How to get the optimized quicksort algorithm's time complexity

Question

I learned in my data structures class that QuickSort can be optimized by calling the InsertionSort method when the length of the subarray is less than a certain threshold. However, when it comes to the actual time complexity calculation of the optimized version of QuickSort, I'm having trouble finding the result. The problem is as follows.

An optimized-QuickSort function calls the InsertionSort method instead of itself when the size of the sublist is less than k. Assuming that the time complexity of QuickSort and InsertionSort is $c_1n\log n$, $c_2n^2$ respectively, what is the time complexity of optimized-QuickSort? (Calculate for the average case)

I assumed that the sublist is split into 1:1 by each step. As a result, I got $c_1nlog$($n\over k$) + $c_2nk$, but I am definitely not sure of my answer since I don't know if my assumption is correct. In the textbook, the average case of a non-optimized QuickSort was supposed to be calculated by assuming the partition could be the first element, second element, third element, ... , last element and then dividing the whole sum by n.

I would appreciate some help! Thanks.

Answer 1

The height of tree is not $log(\frac{k}{n})$ which is negative because $k<n$. We stop expanding the tree when we reach $k$, therefore we reduce the height of the original tree by $log(k)$. So the height is $log(n)-log(k)=log(\frac{n}{k})$ and the average running time will be: $$c_1nlog(\frac{n}{k})+c_2nk=c_1nlogn-c_1nlogk+c_2nk$$ As noted in comments, since $k$ is constant, that is equivalent to $\theta(nlogn)$.

EDIT: I just noted that the problem was about average case complexity and you assumed the partition to have 1:1 ratio, which is the assumption for best case scenario. For average case analysis, we shouldn't consider any fixed partition ratio.

You can use the average case analysis in section 7.4.2 of CLRS book; except that here the probability of comparing the ith and jth element would be at most $\frac{1}{j-i+1}$, so the $c_1nlogn$ would be an upper bound on the Quicksort part of the average case. As for Insertion sort part, there would be at most $n/k$ leaves with size $k$, with total cost of $\frac{n}{k}c_2k^2=c_2nk$.

Answer 2

For fixed k, and n ≤ k, O(n) is meaningless. O(n) requires arbitrary large values n. With a fixed k, sorting n ≤ k items with InsertionSort takes O(1) - but with a large constant if k is large. Here's what you do to find the best k:

Iterate for k = 2, 3, 4, 5 ... (hoping that your algorithm is clever enough not to sort arrays of size 1). Create a million or a billion arrays of size k filled with random array elements. Measure how long it takes to sort these arrays using InsertionSort, or another method that you like, and how long it takes to sort these arrays doing one partition step, then sorting both halves with InsertionSort.

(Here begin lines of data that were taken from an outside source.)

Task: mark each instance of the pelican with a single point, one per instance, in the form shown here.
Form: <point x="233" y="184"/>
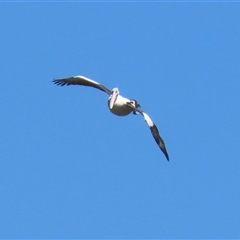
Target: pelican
<point x="117" y="104"/>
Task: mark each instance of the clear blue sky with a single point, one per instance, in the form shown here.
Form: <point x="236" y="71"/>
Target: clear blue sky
<point x="71" y="169"/>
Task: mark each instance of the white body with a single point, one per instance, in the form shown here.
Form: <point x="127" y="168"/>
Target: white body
<point x="120" y="107"/>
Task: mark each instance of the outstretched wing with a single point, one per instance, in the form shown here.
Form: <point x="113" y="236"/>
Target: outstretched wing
<point x="80" y="80"/>
<point x="154" y="130"/>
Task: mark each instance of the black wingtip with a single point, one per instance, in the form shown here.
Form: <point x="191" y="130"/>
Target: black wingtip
<point x="159" y="140"/>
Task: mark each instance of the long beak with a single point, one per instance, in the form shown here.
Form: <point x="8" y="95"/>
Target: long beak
<point x="113" y="99"/>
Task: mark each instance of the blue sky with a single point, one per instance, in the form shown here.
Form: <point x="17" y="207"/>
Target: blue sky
<point x="71" y="169"/>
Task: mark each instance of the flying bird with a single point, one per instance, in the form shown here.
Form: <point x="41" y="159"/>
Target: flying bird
<point x="117" y="104"/>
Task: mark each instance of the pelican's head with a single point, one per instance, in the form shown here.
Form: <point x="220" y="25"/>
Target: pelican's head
<point x="114" y="95"/>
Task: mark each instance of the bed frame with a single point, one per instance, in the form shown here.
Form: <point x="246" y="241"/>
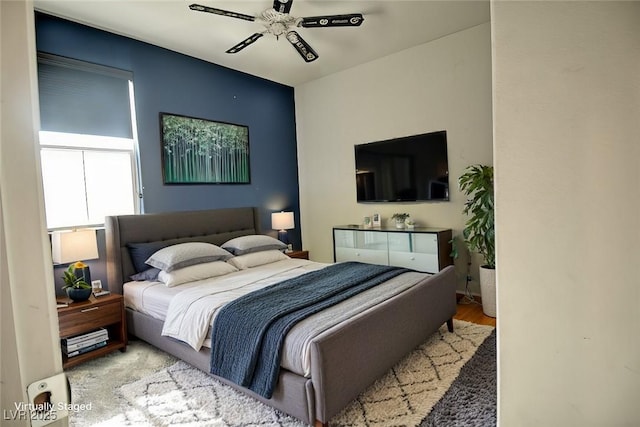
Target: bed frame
<point x="344" y="360"/>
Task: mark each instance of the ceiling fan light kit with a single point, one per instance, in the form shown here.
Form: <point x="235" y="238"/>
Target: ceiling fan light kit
<point x="277" y="21"/>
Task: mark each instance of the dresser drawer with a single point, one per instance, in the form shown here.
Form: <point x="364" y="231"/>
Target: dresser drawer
<point x="421" y="262"/>
<point x="362" y="255"/>
<point x="82" y="319"/>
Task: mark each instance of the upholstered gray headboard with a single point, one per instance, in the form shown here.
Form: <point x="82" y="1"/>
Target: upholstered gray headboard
<point x="213" y="226"/>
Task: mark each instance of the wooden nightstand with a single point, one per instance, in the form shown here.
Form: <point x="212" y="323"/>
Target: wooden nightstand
<point x="298" y="254"/>
<point x="81" y="317"/>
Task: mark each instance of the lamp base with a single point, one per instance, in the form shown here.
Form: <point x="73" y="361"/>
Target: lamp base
<point x="283" y="236"/>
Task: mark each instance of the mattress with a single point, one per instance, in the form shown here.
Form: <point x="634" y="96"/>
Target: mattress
<point x="191" y="307"/>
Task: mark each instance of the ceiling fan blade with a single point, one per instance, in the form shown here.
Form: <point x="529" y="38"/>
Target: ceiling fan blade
<point x="349" y="20"/>
<point x="200" y="8"/>
<point x="244" y="43"/>
<point x="303" y="48"/>
<point x="282" y="6"/>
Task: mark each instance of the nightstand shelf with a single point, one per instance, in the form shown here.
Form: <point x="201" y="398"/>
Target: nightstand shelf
<point x="82" y="317"/>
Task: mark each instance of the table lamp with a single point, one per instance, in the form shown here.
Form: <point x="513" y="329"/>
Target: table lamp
<point x="282" y="221"/>
<point x="72" y="246"/>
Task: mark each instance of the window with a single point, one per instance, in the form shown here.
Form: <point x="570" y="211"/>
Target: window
<point x="86" y="178"/>
<point x="88" y="145"/>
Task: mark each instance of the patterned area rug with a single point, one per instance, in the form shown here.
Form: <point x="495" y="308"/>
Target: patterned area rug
<point x="177" y="394"/>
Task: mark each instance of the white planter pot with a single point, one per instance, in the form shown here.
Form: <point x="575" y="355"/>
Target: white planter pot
<point x="488" y="290"/>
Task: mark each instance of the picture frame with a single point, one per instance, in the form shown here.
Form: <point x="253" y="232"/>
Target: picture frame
<point x="375" y="220"/>
<point x="202" y="151"/>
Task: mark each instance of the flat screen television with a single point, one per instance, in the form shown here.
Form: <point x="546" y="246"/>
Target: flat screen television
<point x="407" y="169"/>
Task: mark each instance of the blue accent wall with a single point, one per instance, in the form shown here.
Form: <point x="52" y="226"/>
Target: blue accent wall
<point x="166" y="81"/>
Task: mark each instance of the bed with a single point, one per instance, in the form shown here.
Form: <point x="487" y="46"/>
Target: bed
<point x="342" y="361"/>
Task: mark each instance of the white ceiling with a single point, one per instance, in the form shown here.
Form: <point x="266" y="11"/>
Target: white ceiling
<point x="388" y="27"/>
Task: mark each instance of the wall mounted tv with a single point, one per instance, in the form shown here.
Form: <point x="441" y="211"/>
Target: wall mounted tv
<point x="407" y="169"/>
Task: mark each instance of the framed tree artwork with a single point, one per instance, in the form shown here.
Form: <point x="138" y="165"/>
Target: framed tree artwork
<point x="199" y="151"/>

Make sure that you don't switch between both methods for each array, because looking at the same data repeatedly will cache the data, and the second operation will tend to be faster.

If your array doesn't contain primitive data but objects with constructors and destructors, you can save a lot more time by reducing the number of assignments. Selection sort will tend to be faster in that case than InsertionSort because it does fewer expensive assignments.